PeaceHealth spokeswoman Monique Danzinger noted the outsize market share of PeaceHealth for Lane County in her organization’s response to the report. “We offer multiple financial assistance and financial counseling services for both insured and uninsured patients,” Danzinger said.

“Patients can get anywhere from 10 percent to 100 percent reduction of their patient responsibility. We have actually seen a reduction in our financial assistance applications as more patients become insured under [the health insurance exchange] and the Oregon Health Plan.”

Fagins said PeaceHealth should still be spending more for charity care, and the report dug into PeaceHealth’s non-profit, tax-exempt status as well as its stated “healing mission of Jesus Christ” when SacredHeart nets $94 million but allows people to go into bankruptcy rather than forgive $1.2 million in medical debt.

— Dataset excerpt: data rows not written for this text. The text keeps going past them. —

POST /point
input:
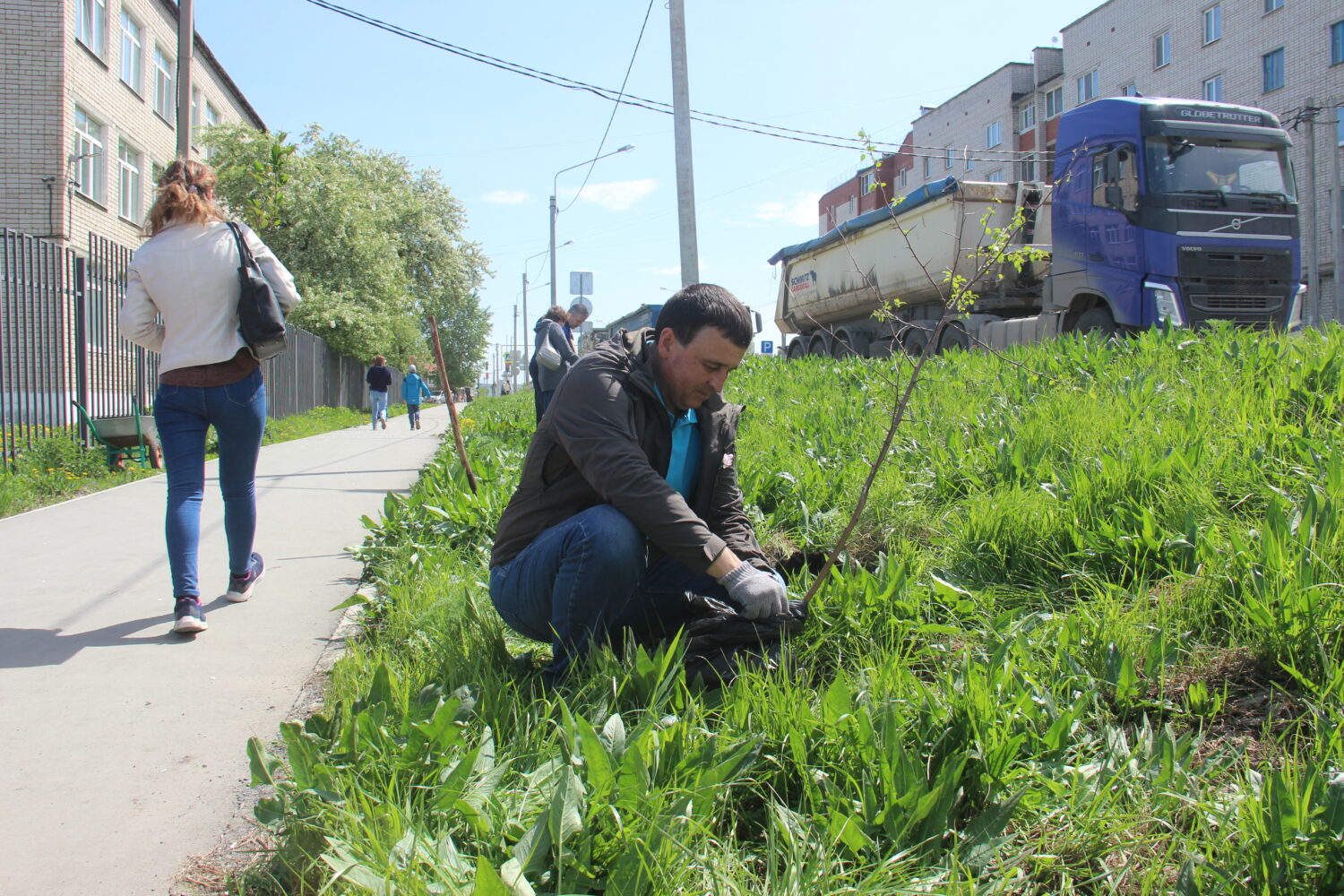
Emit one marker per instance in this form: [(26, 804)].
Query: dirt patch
[(1260, 702)]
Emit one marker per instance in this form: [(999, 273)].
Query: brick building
[(89, 99), (1282, 56)]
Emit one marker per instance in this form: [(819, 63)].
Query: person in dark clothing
[(629, 495), (379, 381), (550, 332)]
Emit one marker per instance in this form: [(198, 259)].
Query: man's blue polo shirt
[(685, 461)]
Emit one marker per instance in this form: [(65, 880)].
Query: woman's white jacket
[(188, 274)]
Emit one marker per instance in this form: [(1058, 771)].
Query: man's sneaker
[(239, 587), (187, 616)]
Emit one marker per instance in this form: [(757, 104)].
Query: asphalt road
[(123, 745)]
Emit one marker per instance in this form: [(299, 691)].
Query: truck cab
[(1171, 210)]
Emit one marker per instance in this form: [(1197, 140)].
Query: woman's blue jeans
[(379, 403), (183, 414), (588, 579)]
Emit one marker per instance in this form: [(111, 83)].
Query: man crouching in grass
[(629, 492)]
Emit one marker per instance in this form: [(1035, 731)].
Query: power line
[(615, 107), (652, 105)]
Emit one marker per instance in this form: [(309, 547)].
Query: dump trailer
[(1160, 210)]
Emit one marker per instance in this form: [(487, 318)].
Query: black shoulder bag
[(260, 320)]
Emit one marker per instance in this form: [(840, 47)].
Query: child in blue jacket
[(414, 389)]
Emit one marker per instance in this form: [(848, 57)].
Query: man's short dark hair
[(702, 306)]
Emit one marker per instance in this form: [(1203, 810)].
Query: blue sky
[(499, 139)]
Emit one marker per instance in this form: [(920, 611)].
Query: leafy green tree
[(374, 245)]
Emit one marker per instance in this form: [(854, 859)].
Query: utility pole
[(682, 139), (185, 32), (1312, 237), (1338, 212)]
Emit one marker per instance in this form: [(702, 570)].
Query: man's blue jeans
[(182, 416), (379, 403), (588, 581)]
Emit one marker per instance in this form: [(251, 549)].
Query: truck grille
[(1215, 304), (1250, 288)]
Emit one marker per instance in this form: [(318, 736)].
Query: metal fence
[(59, 343)]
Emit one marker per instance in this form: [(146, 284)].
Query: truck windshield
[(1182, 166)]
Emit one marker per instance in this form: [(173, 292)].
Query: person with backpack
[(182, 301), (413, 390)]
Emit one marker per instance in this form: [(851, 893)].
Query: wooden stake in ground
[(452, 405)]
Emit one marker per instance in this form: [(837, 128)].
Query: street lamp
[(567, 242), (556, 211)]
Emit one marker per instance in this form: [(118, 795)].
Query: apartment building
[(89, 99), (1282, 56)]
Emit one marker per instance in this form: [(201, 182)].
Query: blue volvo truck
[(1159, 210)]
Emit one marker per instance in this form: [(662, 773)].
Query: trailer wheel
[(914, 340), (953, 338), (1097, 320)]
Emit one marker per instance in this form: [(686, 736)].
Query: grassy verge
[(56, 469), (1088, 642)]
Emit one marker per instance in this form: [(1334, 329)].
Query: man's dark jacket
[(607, 440)]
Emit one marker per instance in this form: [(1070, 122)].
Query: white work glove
[(761, 594)]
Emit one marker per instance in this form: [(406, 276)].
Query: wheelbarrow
[(125, 438)]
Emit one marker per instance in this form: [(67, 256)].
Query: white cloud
[(800, 211), (507, 196), (616, 195)]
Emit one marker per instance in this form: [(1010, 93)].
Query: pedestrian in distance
[(379, 381), (182, 301), (550, 333), (413, 390), (629, 493)]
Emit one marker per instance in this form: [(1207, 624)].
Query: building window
[(1054, 102), (91, 24), (132, 54), (88, 150), (1271, 65), (129, 161), (164, 104), (1088, 86), (1161, 50), (1214, 23)]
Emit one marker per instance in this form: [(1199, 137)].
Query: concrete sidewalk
[(123, 745)]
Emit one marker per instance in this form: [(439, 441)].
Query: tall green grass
[(1088, 641)]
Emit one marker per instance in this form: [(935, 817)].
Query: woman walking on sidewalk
[(187, 273), (413, 390), (379, 381)]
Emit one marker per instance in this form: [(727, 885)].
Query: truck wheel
[(1097, 320), (953, 338)]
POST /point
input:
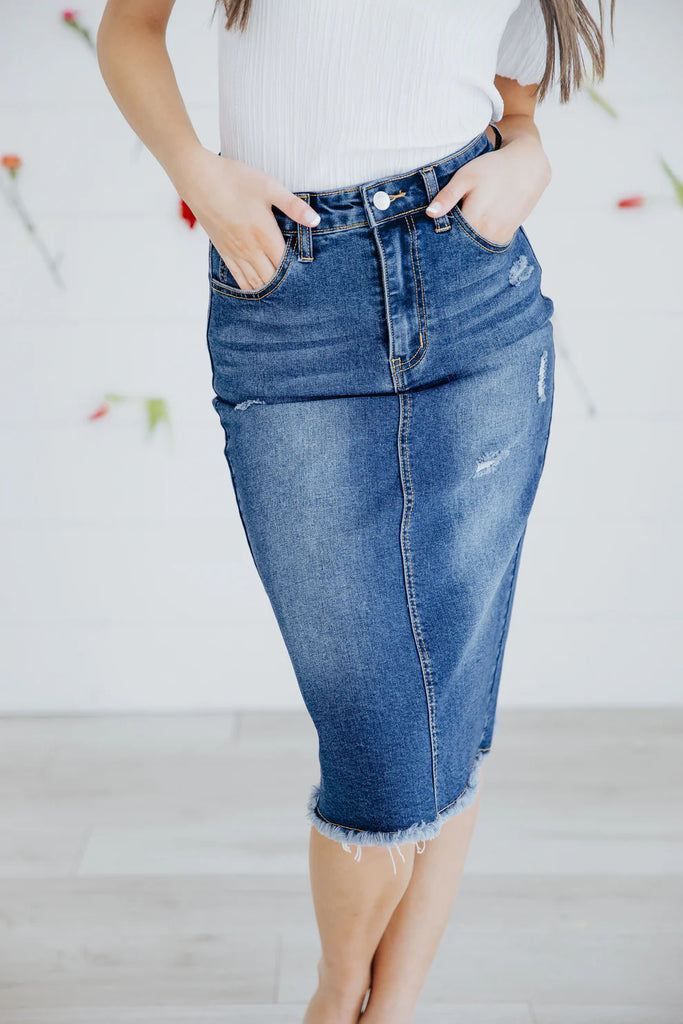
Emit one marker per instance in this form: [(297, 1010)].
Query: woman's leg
[(382, 928), (353, 902), (410, 942)]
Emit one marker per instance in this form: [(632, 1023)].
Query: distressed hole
[(250, 401), (488, 462), (543, 370), (520, 270)]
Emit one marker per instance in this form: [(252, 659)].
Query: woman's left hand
[(499, 188)]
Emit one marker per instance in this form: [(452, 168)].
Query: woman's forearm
[(136, 68)]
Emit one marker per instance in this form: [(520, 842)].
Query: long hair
[(568, 23)]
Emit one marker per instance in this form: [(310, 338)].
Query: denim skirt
[(386, 400)]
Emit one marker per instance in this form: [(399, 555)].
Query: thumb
[(451, 194), (294, 207)]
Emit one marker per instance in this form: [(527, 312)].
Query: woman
[(383, 368)]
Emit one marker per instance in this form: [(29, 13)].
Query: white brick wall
[(126, 581)]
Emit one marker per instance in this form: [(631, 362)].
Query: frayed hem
[(418, 833)]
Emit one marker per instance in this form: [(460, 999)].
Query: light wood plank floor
[(154, 870)]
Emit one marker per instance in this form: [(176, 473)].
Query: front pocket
[(481, 240), (223, 282)]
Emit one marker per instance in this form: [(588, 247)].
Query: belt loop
[(305, 236), (431, 184)]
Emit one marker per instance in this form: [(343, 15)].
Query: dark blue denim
[(386, 401)]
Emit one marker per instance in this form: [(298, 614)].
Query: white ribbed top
[(327, 93)]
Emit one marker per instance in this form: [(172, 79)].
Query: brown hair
[(568, 23)]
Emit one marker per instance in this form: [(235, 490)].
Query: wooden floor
[(154, 869)]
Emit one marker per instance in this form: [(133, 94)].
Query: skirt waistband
[(373, 203)]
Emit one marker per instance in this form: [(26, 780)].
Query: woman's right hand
[(231, 201)]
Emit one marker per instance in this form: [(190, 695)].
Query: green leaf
[(675, 180), (157, 413)]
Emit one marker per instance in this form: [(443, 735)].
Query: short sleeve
[(523, 48)]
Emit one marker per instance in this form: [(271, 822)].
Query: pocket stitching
[(258, 293), (480, 240)]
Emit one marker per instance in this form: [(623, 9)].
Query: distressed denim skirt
[(386, 401)]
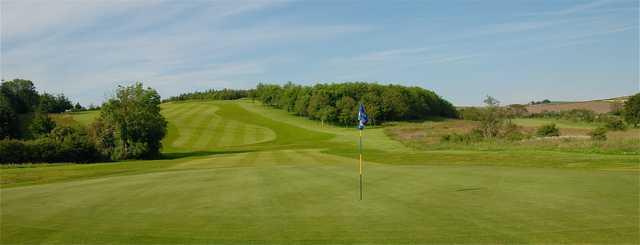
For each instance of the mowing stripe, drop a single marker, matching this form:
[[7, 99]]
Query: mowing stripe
[[209, 132], [199, 126], [176, 111], [227, 136], [217, 133], [186, 128], [239, 135], [260, 134]]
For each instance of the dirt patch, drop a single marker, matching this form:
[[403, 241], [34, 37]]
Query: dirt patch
[[596, 106]]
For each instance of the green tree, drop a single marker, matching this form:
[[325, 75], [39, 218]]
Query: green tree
[[548, 130], [373, 106], [393, 105], [8, 119], [41, 125], [302, 104], [134, 114], [22, 95], [492, 118], [347, 110], [632, 110]]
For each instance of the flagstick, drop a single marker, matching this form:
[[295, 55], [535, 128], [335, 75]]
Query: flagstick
[[361, 164]]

Hagins called upon legislators to enact more requirements for non-profit hospitals to keep their tax-exempt status, including requirements that hospitals assist anyone with incomes below 400 percent of poverty. She also said the state should reform collection laws to restrict creditors from garnishing such a high percentage of a worker’s wages.

Comments

Submitted by Donald Klippenes on Sat, 12/12/2015 - 13:31 Permalink

Maybe the SEIU 49 would be willing to step up and pay all or a portion of the 1.2 million of Hagin could - as I do believe they would be able to get a tax write off.  Just a thought from an insurance paying individual.

Donald Klippenes

Submitted by rand dawson on Sat, 12/12/2015 - 13:57 Permalink

Reading the study, it does not appear to support the sub-headline that medical debt, for Lane Co., is the either the biggest source of debt nor the major cause of bankruptcies.

For example, it never shows the ratio is of medical to nonmedical debt, and therefore the extent to which medical debt is a cause of filings. It merely indicates that for about 40% of the filings, they had more than $6000 of medical debt. Other debt types and relative amounts are not discussed.

The study itself does NOT appear to  say medical providers are the "10 biggest" creditors....but rather it says that of all medical debt, the "10 biggest" were hospitals, an entirely different issue. Obviously, one would expect "hospitals" to be the biggest 'medical' creditor vs other provider-types.

Nor does it factually detail  the relative impact of deductibles, co-pays, etc.

The report/study is somewhat ambiguous in its writing style/semantics, so its easy to misread. National citations may address these issues...but the  Lane Co facts do not.  Unless I simply misread/overlooked ....in which case i apologize in advance.